All the observations that we have made upon the work of reproduction which the discourses of Jesus have had to undergo before taking their place in a Greek gospel, apply equally to the discourses of John the Baptist contained in chapter iii, and sufficiently explain their resemblance in form to those of Jesus. When in addition to the analogy of the ideas, we remember what the Precursor himself said, that the voice of the Bridegroom had come to the ear of the Bridegroom’s friend, and that it was this voice which had ravished him with joy, how could that Messianic hymn fail to be the echo of that celestial voice whose accents transporting had inspired him?


The Historical Integrity of the Johannine Narrative and Discourses

We have seen in the exegesis that the scrupulously historical character of Jesus’ discourses is established from the perfect appropriateness of each of them as a whole and in the details. Besides historical indications are often added as a guaranty to the discourses (v. 18; vi. 41, 52; vi. 59; vii. 28, 37; viii. 20; x. 22-24; xii. 21, 22). Compare also the passage, xiv. 31. The very sublimity of these discourses proves their authenticity; a relation with God such as is here displayed must have been really lived for it to be conceivable by the intelligence or expressible by words; the author of these discourses could have been no other than the holy one of God, the Saviour of the world.

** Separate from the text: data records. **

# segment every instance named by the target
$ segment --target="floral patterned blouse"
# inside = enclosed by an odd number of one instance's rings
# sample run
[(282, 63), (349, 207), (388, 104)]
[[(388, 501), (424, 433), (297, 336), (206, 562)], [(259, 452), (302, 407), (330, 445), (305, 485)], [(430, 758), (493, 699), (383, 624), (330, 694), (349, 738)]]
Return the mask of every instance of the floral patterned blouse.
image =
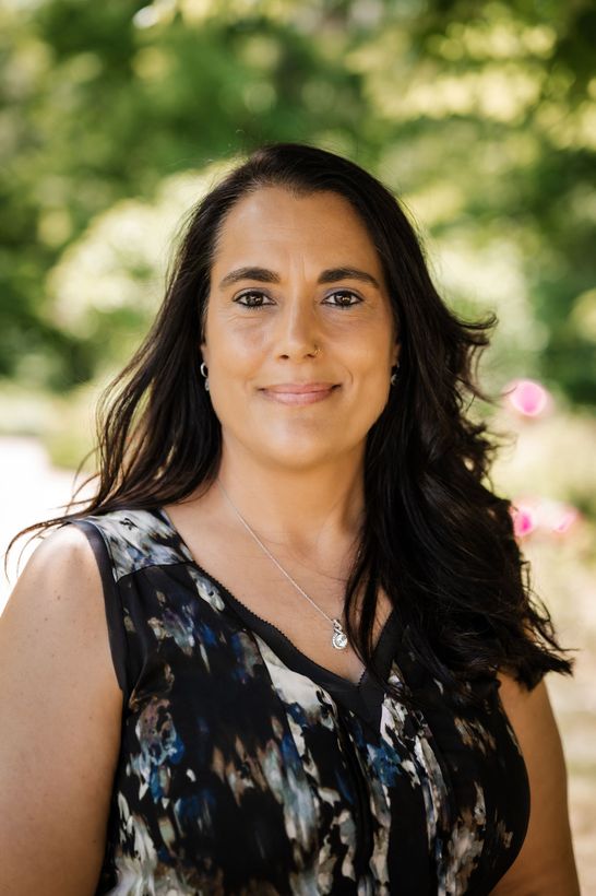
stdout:
[(74, 521), (105, 593), (123, 692), (96, 894), (488, 894), (527, 828), (499, 682), (454, 710), (402, 646), (354, 684), (301, 653), (193, 559), (163, 509)]

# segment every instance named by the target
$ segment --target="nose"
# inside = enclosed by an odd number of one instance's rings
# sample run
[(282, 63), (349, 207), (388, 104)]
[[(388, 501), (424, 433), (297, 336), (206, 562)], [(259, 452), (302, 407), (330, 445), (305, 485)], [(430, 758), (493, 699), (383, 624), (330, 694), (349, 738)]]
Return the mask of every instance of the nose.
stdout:
[(284, 304), (278, 318), (276, 352), (278, 357), (299, 361), (315, 355), (321, 343), (315, 310), (308, 298), (295, 297)]

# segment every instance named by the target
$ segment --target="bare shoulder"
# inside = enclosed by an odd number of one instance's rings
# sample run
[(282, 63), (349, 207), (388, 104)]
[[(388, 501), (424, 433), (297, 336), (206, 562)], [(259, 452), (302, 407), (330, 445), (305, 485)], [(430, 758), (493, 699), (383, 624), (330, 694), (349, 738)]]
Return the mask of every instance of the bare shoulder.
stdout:
[(517, 738), (531, 790), (526, 838), (494, 896), (579, 896), (567, 794), (567, 768), (546, 682), (532, 691), (500, 672), (499, 695)]
[(67, 526), (0, 617), (0, 893), (95, 892), (121, 708), (99, 570)]

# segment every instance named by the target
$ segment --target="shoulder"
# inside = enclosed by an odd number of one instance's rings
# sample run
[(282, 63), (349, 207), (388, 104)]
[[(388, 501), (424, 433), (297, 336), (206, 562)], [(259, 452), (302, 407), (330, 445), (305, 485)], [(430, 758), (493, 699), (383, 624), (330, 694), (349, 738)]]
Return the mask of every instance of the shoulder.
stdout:
[(0, 617), (0, 891), (91, 893), (122, 692), (98, 567), (75, 527), (41, 541)]
[[(59, 675), (97, 661), (114, 675), (107, 645), (104, 589), (94, 551), (73, 526), (46, 535), (28, 558), (0, 620), (3, 661), (33, 662)], [(10, 649), (9, 649), (10, 647)], [(17, 647), (17, 649), (16, 649)], [(3, 667), (4, 668), (4, 667)]]
[(86, 534), (100, 565), (104, 553), (107, 553), (117, 581), (148, 566), (168, 566), (192, 559), (159, 509), (122, 508), (90, 514), (73, 519), (72, 523)]
[(532, 691), (499, 672), (499, 696), (527, 769), (531, 815), (526, 838), (493, 893), (580, 893), (573, 857), (561, 736), (546, 682)]

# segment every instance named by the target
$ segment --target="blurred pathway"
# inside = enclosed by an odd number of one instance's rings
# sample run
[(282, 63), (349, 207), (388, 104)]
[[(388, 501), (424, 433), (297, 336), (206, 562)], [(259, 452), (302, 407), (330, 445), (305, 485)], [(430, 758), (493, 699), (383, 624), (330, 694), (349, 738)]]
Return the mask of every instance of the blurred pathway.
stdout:
[[(45, 448), (35, 438), (0, 437), (0, 612), (14, 586), (19, 554), (28, 535), (20, 539), (10, 554), (9, 580), (4, 576), (4, 554), (10, 540), (25, 526), (51, 519), (69, 500), (74, 473), (50, 465)], [(24, 551), (20, 568), (38, 544)]]

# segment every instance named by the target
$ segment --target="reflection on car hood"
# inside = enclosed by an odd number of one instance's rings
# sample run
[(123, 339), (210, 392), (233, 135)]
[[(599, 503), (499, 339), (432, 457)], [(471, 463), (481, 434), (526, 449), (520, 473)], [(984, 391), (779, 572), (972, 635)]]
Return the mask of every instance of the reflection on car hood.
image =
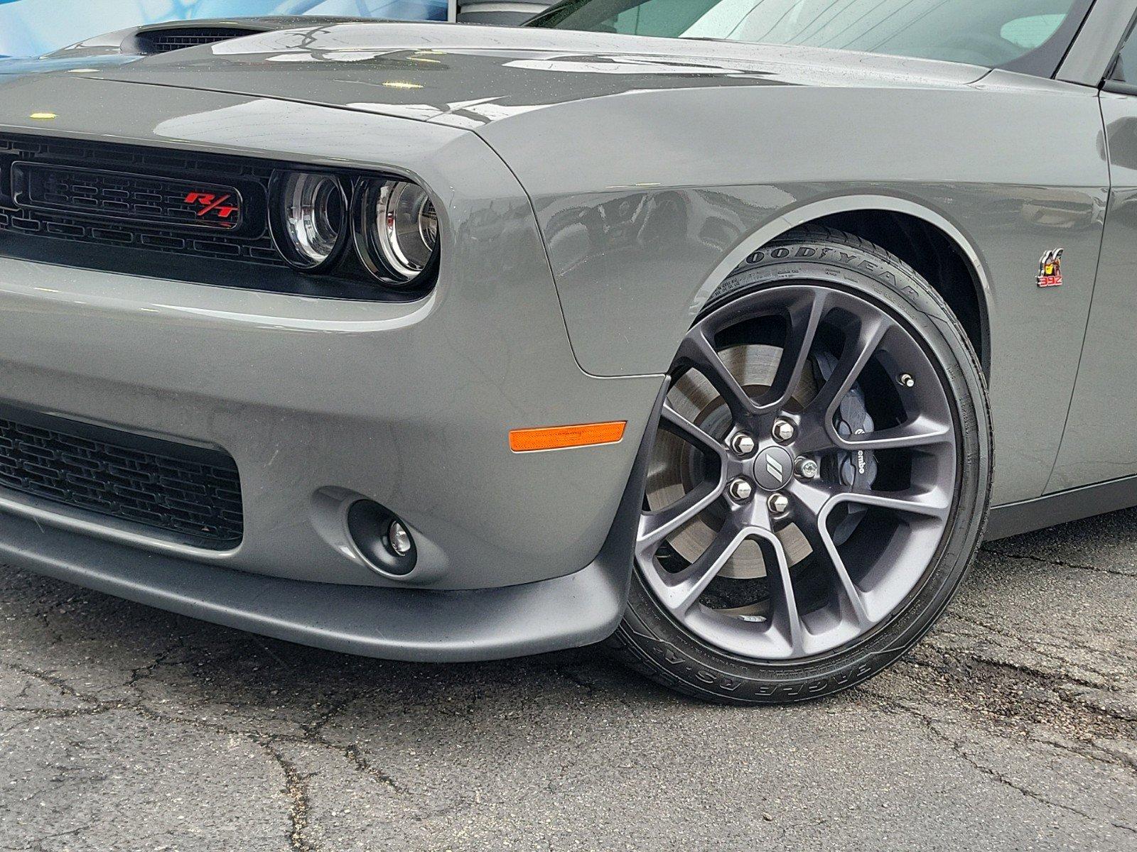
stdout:
[(92, 70), (474, 128), (589, 98), (705, 86), (961, 86), (976, 66), (849, 51), (456, 24), (283, 30)]

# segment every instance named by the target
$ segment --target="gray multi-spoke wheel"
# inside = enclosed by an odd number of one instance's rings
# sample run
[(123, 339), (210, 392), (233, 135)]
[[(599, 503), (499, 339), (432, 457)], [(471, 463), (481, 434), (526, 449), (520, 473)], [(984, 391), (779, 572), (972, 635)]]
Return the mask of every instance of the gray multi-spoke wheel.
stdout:
[(990, 458), (980, 369), (932, 287), (856, 237), (792, 232), (679, 346), (614, 643), (717, 700), (856, 683), (958, 586)]

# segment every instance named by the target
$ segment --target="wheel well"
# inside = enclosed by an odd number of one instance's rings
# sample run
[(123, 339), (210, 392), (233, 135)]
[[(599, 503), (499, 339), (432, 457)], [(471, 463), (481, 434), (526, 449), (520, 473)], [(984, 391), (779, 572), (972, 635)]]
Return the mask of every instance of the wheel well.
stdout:
[(920, 273), (958, 317), (984, 373), (988, 373), (986, 306), (979, 296), (974, 268), (952, 237), (923, 219), (890, 210), (839, 212), (808, 224), (838, 228), (875, 243)]

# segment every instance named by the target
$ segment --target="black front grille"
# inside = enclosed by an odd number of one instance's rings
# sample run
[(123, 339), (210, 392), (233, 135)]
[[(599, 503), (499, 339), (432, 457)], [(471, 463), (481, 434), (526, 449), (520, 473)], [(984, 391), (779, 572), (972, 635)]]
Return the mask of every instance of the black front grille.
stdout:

Finally, the sincerity of the evangelist and his faith itself in Jesus permit no other supposition.


The Discourses come from Jesus Himself


"Let no one say that the discourses thus composed (as when they are regarded as the meditations of John) belong to Christ in the mere sense that the apostle possessed the Spirit of Christ.

Since he does not give us discourses which could, in some sense, be attributed to Christ; but he gives us discourses which the Son of Man must have uttered in the days of his flesh.

To have mixed with them anything of his own would have been falsehood, even if this mixing proceeded from the Spirit of Christ; and it could not have proceeded from that Spirit precisely because it would be false."

- Hengstenberg


It was, above all, through the discourses of Jesus that John arrived at the knowledge of his inmost being, of his hidden glory.

"What was from the beginning;
what we have heard…,"

says he in his epistle. Heard: this is his first word. What he had seen, touched, was in his view only secondary. It was in the Λογοι that he had especially recognized the divine Logos. And these discourses, his own composition! The supposition contains a moral contradiction which no serious mind could ever accept.

- Godet
(Albert H. Newman. translator)



Original Footnotes:

1. The author has discussed this question most ably, and has put the authenticity of John's gospel beyond reasonable doubt.

2. Compare more particularly i. 5, 6, 8; ii. 2, 6, 9, 10, 15-17, 29; iii. 3, 4, 7, 8, 9, 10, 14, 15; iv. 2, 7, 8, 16, 18, 20; v. 3, 5, 6b, 10, 12, 17, 19.